Les députés ont adopté en séance un amendement de Sandrine Mazetier (PS), cosigné par les trois rapporteurs du texte, et le groupe PS, qui va au-delà de la directive en prévoyant « un périmètre monde », selon Mme Mazetier, mais en mettant « un petit filtre qui permet qu'on ne puisse pas totalement identifier la marge d'une de nos entreprises quand elle est seule sur un marché extrêmement spécifique » et qu'elle « n'a pas 25 filiales ». Le reporting concernera ainsi « l'activité des sociétés concernées pour chaque juridiction fiscale lorsqu'un nombre minimal d'entreprises liées est situé sur cette juridiction » fixée par décret, selon l'amendement.

Pas assez « complet »

Le rapporteur Sébastien Denaja (PS), qui a expliqué, comme le ministre des Finances Michel Sapin, qu'il était impossible d'aller plus loin pour des raisons constitutionnelles, a vanté un dispositif « équilibré ». « Pas du tout un reporting complet », ont en revanche déploré plusieurs députés de gauche, à l'instar de la socialiste et ex-ministre Delphine Batho. En bouchant le trou du périmètre monde « pour recreuser le trou des filiales », « vous êtes en train de vous fabriquer un sabre de bois pour partir dans la lutte contre l'évasion fiscale », a lancé le « frondeur » Pascal Cherki. Même sentiment du côté des ONG CCFD-Terre solidaire, ONE, Oxfam France et Peuples solidaires-Action Aid France, qui ont pointé « un reporting public en trompe-l'oeil » et « incomplet ».

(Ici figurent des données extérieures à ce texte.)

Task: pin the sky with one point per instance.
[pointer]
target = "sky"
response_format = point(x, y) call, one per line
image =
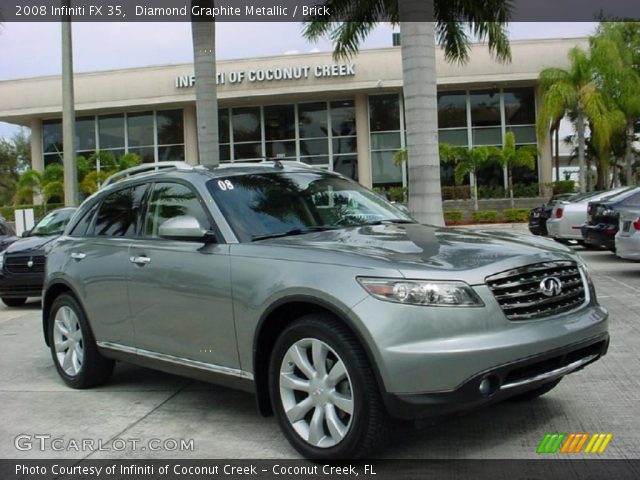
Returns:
point(33, 49)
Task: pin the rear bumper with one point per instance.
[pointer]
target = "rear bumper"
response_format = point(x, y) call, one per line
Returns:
point(601, 234)
point(504, 381)
point(18, 286)
point(628, 247)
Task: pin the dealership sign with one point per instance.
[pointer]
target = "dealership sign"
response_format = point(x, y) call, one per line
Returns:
point(274, 74)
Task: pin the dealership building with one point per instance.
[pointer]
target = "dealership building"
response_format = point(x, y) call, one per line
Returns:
point(344, 116)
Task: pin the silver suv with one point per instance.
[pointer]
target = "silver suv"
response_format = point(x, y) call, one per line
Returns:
point(332, 305)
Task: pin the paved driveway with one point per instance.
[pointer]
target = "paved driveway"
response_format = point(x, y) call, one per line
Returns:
point(140, 409)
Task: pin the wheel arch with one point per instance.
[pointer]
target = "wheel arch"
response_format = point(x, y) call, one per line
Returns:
point(54, 291)
point(275, 319)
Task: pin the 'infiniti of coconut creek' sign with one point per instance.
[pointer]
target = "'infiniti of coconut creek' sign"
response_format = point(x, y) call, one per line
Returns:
point(274, 74)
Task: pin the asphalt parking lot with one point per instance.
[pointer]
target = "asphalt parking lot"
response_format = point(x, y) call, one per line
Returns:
point(156, 410)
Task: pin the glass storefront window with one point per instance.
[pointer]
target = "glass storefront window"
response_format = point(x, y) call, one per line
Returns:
point(279, 122)
point(452, 110)
point(343, 118)
point(140, 129)
point(111, 131)
point(52, 136)
point(246, 125)
point(170, 127)
point(85, 133)
point(519, 106)
point(312, 120)
point(384, 112)
point(485, 108)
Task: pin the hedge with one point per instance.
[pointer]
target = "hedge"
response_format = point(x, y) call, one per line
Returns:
point(39, 210)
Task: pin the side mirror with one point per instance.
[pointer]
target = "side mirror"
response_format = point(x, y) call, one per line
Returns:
point(185, 228)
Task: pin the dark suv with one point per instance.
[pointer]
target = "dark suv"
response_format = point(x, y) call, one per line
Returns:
point(603, 217)
point(22, 263)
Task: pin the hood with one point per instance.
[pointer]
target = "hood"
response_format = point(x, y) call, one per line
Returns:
point(30, 244)
point(414, 248)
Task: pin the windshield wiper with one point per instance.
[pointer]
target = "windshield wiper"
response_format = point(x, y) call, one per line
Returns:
point(293, 231)
point(386, 221)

« Un seuil ne serait-ce qu'à deux filiales minimum reviendrait par exemple à exclure du reporting de Total 37 pays sur les 98 pays d'implantation du groupe », notent les organisations dans un communiqué.

Désaccord de la droite

À droite, des élus LR sont montés au créneau pour dénoncer, comme Olivier Marleix, « une folie » avec ce « reporting public unilatéral » qui va « livrer toutes les informations stratégiques de nos entreprises à nos concurrents ». « Pourquoi ne pas attendre finalement cette directive ? » s'est de son côté interrogée Véronique Louwagie (LR).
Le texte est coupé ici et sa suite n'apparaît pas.